Corner outfield was the biggest weakness of the 2016 Phillies. To solve this problems, the Phillies brought in Howie Kendrick and Michael Saunders. Kendrick has been out with an injury, but Aaron Altherr has continued to provide the Phillies excellent production in left field. In 2016 Phillies right fielders hit .231/.291/.350, and Saunders, even with his second half collapse, hit .253/.338/.478, so he was supposed to be a large upgrade for the Phillies. However, even with 2 home runs in the last week, Saunders is only hitting .253/.286/.391. So when do we panic?

Not now. Saunders is still only 25 games into a season in a new league for a new team, so no one should panic anyway. Saunders also has been scorching the ball of late, so it makes sense that his ISO will climb at least above his career line of .166 from its current .138. That still doesn’t deal with the biggest problem with Saunders’ line—his on base percentage.

Currently, Saunders has a 3.3% walk rate. Saunders has never been known as a free swinger, and he has a career walk rate of 9.3%. His previous 4 seasons have been even better, with walk rates of 11.5%, 9.9%, 13.9%, and 10.6%. What makes this all a bit more confusing is that Saunders is seeing the most pitches per plate appearance of his career, outside of his 36 PA season in 2015.

What has changed in our tiny sample size is that Saunders is swinging more. His percentage of swing on balls outside of the strike zone is up from 26.1% to 30.9%, which means Saunders is seeing fewer balls. He is making contact on those balls at a greatly increased rate (45.9% to 55.1%), which would help explain why he is not striking out as much. Saunders is also swinging at more pitches in the strike zone, and he is also making more contact on those pitches as well (he is up to 90.8% on zone contact).

This all helps explain why his walk rate is so low. Right now he is swinging and putting those balls in play. In an ideal world, pitchers are going to be less willing to give him pitches near the strike zone if he is just going to hit them. But this gets us to part 2 of why Saunders is struggling, one I glossed over earlier. He is making poor contact. Saunders’ ground balls are up, his line drives are down, and his fly balls are stable, except for the fact that he is hitting pop ups twice as much as last year.

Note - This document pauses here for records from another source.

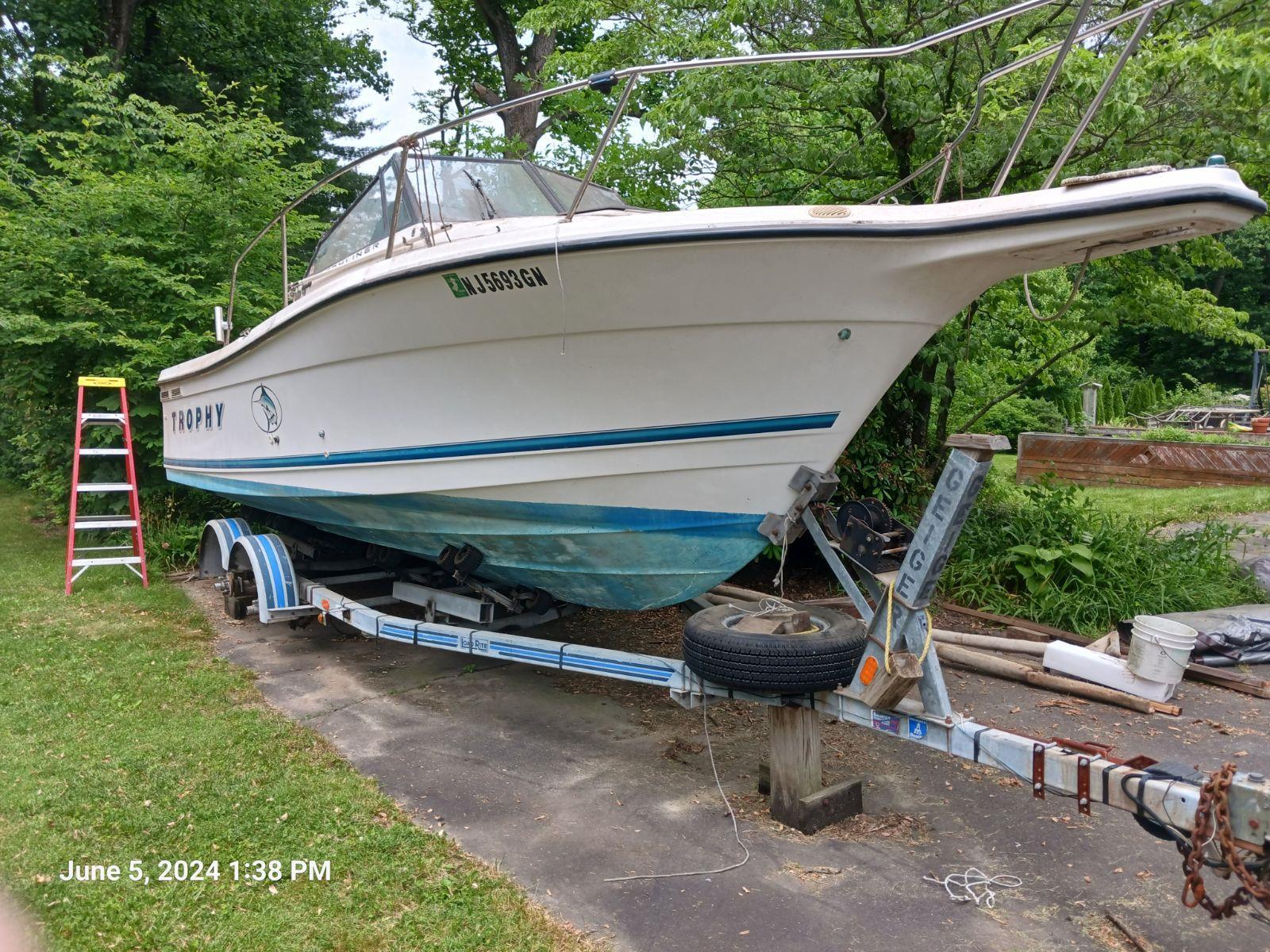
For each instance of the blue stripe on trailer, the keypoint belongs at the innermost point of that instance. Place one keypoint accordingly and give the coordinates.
(588, 663)
(554, 655)
(271, 554)
(423, 636)
(266, 571)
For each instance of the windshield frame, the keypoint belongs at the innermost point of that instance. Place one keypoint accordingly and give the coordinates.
(385, 209)
(423, 215)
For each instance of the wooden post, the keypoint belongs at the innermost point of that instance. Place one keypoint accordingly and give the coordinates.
(795, 765)
(795, 777)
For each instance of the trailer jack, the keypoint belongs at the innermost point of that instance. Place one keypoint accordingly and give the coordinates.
(1231, 809)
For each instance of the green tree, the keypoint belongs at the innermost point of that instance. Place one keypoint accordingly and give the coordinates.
(291, 59)
(125, 228)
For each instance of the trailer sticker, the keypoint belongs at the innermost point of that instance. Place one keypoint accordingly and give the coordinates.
(886, 723)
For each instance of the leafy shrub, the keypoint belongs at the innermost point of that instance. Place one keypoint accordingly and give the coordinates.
(1194, 393)
(1022, 416)
(878, 466)
(1180, 435)
(1045, 552)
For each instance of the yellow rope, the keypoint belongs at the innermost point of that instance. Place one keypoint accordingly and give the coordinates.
(886, 644)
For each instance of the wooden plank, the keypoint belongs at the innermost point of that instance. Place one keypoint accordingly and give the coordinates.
(1019, 624)
(1011, 670)
(1235, 681)
(1102, 460)
(1108, 473)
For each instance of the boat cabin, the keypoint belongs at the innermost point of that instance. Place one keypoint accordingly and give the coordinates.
(440, 190)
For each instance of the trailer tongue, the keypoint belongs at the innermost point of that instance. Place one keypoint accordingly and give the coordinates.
(1217, 822)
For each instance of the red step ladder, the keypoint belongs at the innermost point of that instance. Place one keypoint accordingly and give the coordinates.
(76, 564)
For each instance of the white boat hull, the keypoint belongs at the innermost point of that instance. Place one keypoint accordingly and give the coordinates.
(615, 422)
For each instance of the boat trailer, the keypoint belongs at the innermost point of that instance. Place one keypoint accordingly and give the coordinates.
(258, 574)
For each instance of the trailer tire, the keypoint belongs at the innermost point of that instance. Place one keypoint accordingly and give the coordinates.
(791, 664)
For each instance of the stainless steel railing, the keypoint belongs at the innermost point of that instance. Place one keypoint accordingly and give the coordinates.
(1077, 33)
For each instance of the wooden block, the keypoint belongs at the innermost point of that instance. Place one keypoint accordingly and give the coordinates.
(775, 624)
(829, 806)
(886, 689)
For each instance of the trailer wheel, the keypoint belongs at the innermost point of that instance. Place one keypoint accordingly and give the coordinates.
(816, 660)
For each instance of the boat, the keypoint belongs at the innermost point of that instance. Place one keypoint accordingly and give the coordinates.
(606, 401)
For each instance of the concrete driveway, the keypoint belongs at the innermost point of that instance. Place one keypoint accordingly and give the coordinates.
(563, 781)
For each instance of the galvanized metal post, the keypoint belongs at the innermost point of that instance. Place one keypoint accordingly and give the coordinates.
(914, 583)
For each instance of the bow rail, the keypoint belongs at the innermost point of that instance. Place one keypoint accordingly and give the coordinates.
(605, 83)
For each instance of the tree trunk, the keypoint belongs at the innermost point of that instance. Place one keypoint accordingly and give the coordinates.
(1030, 378)
(117, 23)
(941, 420)
(516, 63)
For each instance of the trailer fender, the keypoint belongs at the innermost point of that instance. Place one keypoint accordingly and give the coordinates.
(215, 545)
(268, 564)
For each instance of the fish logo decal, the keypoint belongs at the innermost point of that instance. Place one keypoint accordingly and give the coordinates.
(266, 409)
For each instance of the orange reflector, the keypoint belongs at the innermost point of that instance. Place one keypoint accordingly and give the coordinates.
(869, 670)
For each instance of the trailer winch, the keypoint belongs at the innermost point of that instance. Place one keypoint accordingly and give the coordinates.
(800, 662)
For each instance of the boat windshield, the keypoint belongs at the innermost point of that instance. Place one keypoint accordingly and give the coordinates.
(440, 190)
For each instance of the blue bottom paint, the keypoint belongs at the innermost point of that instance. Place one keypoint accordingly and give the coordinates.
(601, 556)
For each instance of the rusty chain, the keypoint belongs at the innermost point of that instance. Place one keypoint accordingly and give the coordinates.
(1213, 822)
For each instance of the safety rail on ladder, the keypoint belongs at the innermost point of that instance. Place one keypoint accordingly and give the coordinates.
(137, 562)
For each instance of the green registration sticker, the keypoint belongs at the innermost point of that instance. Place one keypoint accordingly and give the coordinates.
(456, 285)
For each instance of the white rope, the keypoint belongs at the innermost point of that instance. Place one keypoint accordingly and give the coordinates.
(564, 321)
(736, 831)
(1071, 298)
(976, 886)
(768, 606)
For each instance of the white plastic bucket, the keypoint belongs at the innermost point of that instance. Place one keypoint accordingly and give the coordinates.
(1165, 630)
(1160, 649)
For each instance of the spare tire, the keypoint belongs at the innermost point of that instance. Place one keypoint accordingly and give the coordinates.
(819, 659)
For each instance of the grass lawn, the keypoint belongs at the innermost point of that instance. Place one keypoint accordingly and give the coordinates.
(1187, 505)
(126, 738)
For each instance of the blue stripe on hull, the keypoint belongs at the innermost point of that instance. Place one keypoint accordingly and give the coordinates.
(526, 444)
(602, 556)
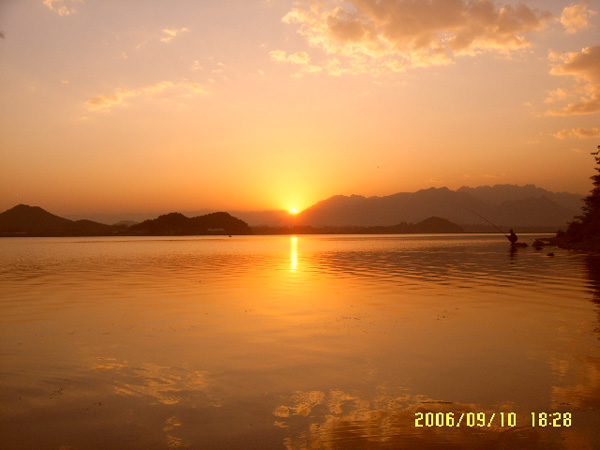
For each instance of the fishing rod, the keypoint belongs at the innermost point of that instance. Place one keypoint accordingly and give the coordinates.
(479, 215)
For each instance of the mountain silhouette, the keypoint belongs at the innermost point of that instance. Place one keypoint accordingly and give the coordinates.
(505, 205)
(24, 220)
(176, 224)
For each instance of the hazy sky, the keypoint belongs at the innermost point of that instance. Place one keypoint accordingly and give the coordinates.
(156, 105)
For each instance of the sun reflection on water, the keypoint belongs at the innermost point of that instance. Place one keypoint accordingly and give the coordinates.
(293, 253)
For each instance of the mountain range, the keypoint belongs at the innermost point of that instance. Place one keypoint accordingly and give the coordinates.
(503, 205)
(24, 220)
(485, 208)
(508, 206)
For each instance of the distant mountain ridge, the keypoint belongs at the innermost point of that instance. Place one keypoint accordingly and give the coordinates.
(503, 205)
(24, 220)
(176, 224)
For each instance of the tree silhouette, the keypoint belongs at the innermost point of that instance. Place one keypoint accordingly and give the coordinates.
(587, 225)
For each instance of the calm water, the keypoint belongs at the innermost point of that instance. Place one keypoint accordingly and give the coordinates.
(320, 342)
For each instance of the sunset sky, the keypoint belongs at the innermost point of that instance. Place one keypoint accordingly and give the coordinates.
(153, 105)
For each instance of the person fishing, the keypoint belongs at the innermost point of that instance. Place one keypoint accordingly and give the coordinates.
(512, 237)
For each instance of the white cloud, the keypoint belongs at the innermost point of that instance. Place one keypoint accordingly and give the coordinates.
(584, 68)
(576, 17)
(62, 7)
(171, 33)
(119, 98)
(298, 58)
(581, 133)
(392, 35)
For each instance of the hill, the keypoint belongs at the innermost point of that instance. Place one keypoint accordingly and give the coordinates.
(511, 206)
(429, 225)
(176, 224)
(24, 220)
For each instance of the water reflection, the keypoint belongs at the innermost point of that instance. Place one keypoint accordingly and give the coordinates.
(293, 253)
(338, 420)
(208, 343)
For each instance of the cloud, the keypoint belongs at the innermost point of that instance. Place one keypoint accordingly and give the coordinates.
(584, 67)
(62, 7)
(298, 58)
(576, 17)
(581, 133)
(393, 35)
(171, 33)
(119, 97)
(295, 58)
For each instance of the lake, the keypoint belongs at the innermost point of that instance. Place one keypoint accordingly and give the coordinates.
(293, 343)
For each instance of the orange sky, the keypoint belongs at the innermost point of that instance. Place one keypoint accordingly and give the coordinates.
(139, 106)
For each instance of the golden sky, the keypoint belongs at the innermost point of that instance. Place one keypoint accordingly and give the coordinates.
(147, 105)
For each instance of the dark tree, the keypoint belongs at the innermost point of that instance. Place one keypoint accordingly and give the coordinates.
(587, 225)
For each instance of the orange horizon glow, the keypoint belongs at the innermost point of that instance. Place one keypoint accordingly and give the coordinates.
(173, 108)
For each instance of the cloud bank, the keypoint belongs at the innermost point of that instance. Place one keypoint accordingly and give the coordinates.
(394, 35)
(584, 68)
(120, 96)
(576, 17)
(62, 7)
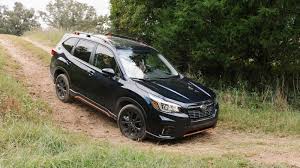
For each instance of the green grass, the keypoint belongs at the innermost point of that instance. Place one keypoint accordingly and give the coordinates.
(31, 49)
(248, 112)
(29, 138)
(47, 37)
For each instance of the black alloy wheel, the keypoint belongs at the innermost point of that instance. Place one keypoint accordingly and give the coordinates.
(62, 88)
(132, 123)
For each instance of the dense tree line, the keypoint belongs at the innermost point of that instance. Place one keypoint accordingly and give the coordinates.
(18, 20)
(254, 41)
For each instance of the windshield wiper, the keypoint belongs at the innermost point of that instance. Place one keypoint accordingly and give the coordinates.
(172, 76)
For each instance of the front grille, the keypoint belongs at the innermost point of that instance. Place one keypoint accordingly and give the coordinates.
(202, 111)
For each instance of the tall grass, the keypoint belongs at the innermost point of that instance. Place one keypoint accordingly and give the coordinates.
(28, 138)
(31, 48)
(47, 37)
(267, 112)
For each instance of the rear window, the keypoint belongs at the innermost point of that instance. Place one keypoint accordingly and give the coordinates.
(84, 50)
(69, 44)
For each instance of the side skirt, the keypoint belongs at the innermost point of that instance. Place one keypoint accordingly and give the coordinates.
(93, 104)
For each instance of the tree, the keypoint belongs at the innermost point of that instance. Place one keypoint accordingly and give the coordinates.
(73, 15)
(254, 41)
(18, 20)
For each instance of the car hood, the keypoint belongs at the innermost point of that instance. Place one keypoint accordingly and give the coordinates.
(180, 89)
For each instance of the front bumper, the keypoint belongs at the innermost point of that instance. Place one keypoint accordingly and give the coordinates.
(177, 125)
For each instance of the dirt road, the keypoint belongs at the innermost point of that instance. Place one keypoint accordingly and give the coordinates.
(81, 118)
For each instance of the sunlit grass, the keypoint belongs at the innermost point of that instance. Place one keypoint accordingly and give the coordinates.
(47, 37)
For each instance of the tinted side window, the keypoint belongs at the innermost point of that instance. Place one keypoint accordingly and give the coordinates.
(104, 58)
(84, 50)
(70, 43)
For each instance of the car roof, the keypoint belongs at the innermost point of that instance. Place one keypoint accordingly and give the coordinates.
(115, 41)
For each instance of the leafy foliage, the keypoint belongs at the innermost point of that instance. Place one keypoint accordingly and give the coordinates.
(18, 20)
(252, 41)
(73, 15)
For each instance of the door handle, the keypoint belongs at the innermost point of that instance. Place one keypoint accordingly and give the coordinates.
(91, 73)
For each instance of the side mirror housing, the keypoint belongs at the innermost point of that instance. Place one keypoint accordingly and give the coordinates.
(109, 72)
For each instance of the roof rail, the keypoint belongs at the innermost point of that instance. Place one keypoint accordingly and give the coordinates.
(85, 33)
(122, 36)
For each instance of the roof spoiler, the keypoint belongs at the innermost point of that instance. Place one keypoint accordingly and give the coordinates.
(122, 36)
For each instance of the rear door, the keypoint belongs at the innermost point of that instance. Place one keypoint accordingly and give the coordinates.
(81, 71)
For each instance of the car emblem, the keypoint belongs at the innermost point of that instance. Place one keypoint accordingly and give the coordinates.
(203, 107)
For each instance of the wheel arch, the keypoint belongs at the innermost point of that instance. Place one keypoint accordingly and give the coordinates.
(58, 71)
(125, 100)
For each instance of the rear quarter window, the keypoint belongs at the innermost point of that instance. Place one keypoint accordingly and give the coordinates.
(70, 43)
(84, 50)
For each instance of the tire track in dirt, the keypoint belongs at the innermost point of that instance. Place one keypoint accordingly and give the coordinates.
(78, 117)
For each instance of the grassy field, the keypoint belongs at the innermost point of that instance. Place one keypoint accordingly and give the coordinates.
(50, 38)
(240, 110)
(29, 138)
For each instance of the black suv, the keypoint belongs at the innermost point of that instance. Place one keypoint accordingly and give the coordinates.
(132, 83)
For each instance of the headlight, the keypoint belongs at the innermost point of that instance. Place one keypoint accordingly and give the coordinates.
(164, 106)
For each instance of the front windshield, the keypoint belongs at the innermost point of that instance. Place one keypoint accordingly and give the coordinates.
(145, 64)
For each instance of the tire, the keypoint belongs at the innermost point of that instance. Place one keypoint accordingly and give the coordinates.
(131, 122)
(62, 87)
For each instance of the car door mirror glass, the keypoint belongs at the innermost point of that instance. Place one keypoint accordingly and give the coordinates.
(109, 71)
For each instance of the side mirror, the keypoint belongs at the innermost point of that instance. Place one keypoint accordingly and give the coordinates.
(109, 71)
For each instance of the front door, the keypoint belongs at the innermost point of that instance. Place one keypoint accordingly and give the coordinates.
(104, 88)
(81, 71)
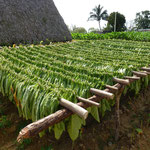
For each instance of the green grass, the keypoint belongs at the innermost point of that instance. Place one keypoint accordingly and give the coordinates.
(35, 77)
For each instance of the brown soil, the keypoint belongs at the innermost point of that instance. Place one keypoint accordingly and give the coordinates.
(134, 131)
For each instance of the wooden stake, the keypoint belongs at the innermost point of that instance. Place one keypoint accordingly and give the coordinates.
(88, 101)
(139, 74)
(102, 93)
(132, 78)
(148, 73)
(117, 109)
(145, 69)
(74, 108)
(112, 88)
(122, 81)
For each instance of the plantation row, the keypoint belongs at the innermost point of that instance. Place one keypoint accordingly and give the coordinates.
(134, 36)
(35, 77)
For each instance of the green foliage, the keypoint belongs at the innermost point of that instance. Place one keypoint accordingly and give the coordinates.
(79, 30)
(24, 144)
(120, 21)
(143, 20)
(4, 122)
(98, 15)
(50, 147)
(134, 36)
(35, 77)
(74, 125)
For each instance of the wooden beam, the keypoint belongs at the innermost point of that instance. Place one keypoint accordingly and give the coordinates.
(87, 101)
(74, 108)
(112, 88)
(102, 93)
(44, 123)
(122, 81)
(145, 69)
(139, 74)
(148, 73)
(132, 78)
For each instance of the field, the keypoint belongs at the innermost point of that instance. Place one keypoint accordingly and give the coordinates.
(34, 77)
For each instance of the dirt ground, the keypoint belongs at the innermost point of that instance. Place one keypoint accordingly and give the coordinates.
(134, 131)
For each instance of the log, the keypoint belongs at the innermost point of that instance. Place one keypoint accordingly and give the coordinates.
(34, 128)
(87, 101)
(148, 73)
(83, 113)
(132, 78)
(139, 74)
(145, 69)
(102, 93)
(117, 111)
(122, 81)
(112, 88)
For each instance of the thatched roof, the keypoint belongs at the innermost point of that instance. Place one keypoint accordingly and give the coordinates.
(30, 21)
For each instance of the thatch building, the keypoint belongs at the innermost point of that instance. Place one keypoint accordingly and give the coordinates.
(31, 21)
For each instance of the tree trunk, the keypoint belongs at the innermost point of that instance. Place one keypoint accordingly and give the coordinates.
(99, 23)
(31, 21)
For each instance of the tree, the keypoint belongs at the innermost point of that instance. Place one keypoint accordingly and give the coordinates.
(143, 20)
(32, 21)
(75, 29)
(98, 15)
(79, 30)
(92, 29)
(120, 21)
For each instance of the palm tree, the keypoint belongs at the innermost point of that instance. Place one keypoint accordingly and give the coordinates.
(98, 15)
(31, 21)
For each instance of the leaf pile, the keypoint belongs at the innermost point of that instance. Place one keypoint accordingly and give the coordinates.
(35, 77)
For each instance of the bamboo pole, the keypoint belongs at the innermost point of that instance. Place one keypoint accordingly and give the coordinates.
(44, 123)
(117, 111)
(139, 74)
(145, 69)
(122, 81)
(102, 93)
(132, 78)
(74, 108)
(112, 88)
(88, 101)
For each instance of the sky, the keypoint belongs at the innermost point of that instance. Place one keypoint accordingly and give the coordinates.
(76, 12)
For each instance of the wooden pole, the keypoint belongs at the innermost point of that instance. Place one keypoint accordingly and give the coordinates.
(74, 108)
(132, 78)
(88, 101)
(117, 111)
(122, 81)
(145, 69)
(139, 74)
(44, 123)
(102, 93)
(112, 88)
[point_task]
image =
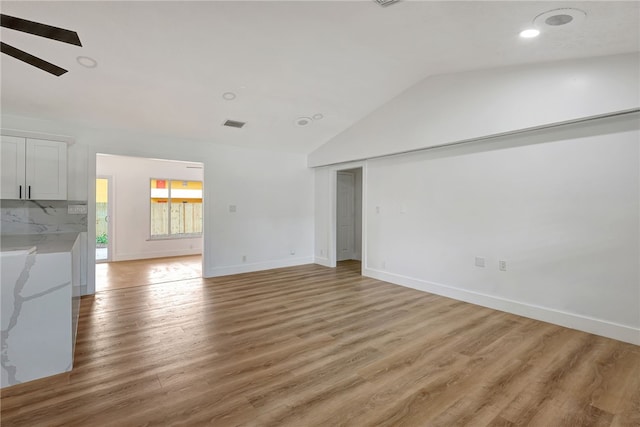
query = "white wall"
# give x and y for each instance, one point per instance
(131, 209)
(273, 193)
(560, 206)
(445, 109)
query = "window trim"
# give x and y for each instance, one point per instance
(169, 236)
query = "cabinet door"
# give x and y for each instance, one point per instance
(46, 170)
(12, 184)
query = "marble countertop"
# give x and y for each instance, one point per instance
(44, 243)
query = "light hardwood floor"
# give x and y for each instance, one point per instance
(313, 346)
(128, 274)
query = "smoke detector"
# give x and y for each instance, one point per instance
(234, 124)
(385, 3)
(303, 121)
(559, 17)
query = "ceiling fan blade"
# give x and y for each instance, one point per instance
(42, 30)
(32, 60)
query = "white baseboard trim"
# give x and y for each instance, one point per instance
(322, 261)
(257, 266)
(149, 255)
(570, 320)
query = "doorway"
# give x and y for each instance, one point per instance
(349, 215)
(104, 232)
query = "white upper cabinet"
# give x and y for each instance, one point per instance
(33, 169)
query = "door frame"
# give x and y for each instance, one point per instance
(111, 221)
(333, 206)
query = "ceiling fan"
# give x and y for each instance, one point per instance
(38, 29)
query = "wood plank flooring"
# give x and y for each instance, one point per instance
(313, 346)
(127, 274)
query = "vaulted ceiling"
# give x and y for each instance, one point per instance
(163, 67)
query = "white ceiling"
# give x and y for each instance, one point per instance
(163, 66)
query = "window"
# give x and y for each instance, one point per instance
(176, 208)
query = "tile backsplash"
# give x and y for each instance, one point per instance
(40, 217)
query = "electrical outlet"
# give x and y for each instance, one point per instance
(77, 209)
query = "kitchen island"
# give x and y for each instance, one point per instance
(40, 304)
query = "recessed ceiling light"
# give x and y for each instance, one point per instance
(529, 33)
(87, 62)
(303, 121)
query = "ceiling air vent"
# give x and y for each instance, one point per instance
(385, 3)
(234, 124)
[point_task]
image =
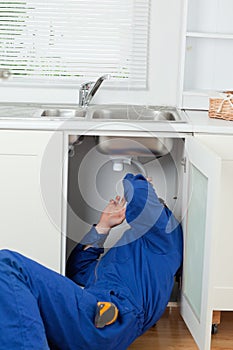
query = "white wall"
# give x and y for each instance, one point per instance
(164, 51)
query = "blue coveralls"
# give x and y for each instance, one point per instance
(40, 309)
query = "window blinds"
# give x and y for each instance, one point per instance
(70, 41)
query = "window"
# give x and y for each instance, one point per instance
(70, 41)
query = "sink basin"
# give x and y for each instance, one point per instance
(136, 112)
(63, 113)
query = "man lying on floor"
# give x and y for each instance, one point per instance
(125, 293)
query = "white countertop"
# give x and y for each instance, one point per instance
(29, 118)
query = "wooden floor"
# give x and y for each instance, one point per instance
(171, 333)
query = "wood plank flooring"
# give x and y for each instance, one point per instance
(170, 333)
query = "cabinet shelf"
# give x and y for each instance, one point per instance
(207, 51)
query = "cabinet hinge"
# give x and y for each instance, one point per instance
(183, 163)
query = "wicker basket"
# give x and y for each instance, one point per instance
(221, 107)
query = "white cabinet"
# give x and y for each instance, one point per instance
(207, 270)
(31, 194)
(207, 50)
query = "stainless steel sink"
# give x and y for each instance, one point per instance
(63, 113)
(134, 146)
(136, 112)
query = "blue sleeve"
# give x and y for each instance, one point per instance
(81, 263)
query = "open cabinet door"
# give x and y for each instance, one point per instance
(201, 191)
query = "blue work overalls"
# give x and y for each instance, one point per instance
(40, 309)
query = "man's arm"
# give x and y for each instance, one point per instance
(84, 257)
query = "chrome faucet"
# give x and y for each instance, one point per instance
(88, 90)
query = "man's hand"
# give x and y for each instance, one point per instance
(113, 215)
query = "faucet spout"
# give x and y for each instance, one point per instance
(88, 90)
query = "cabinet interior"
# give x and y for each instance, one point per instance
(208, 51)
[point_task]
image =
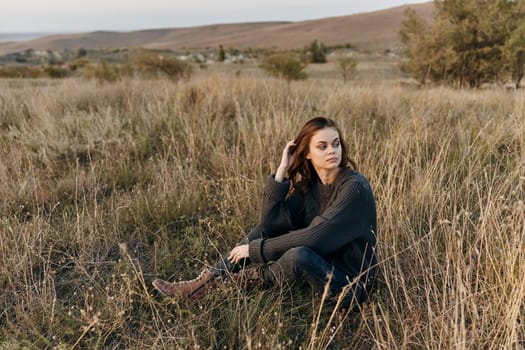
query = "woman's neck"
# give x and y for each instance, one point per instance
(327, 177)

Without going back to the film and mapping each PA, it is hard to know if the poor contact comes from making contact with bad pitches, or if he is struggling to square the ball up. What we do know is the low walk rate is almost assuredly unsustainable, given how many pitches he is seeing. It is going to take a larger sample size to know if he is the player he was with the Blue Jays or if he has diminished some in the past 12 months.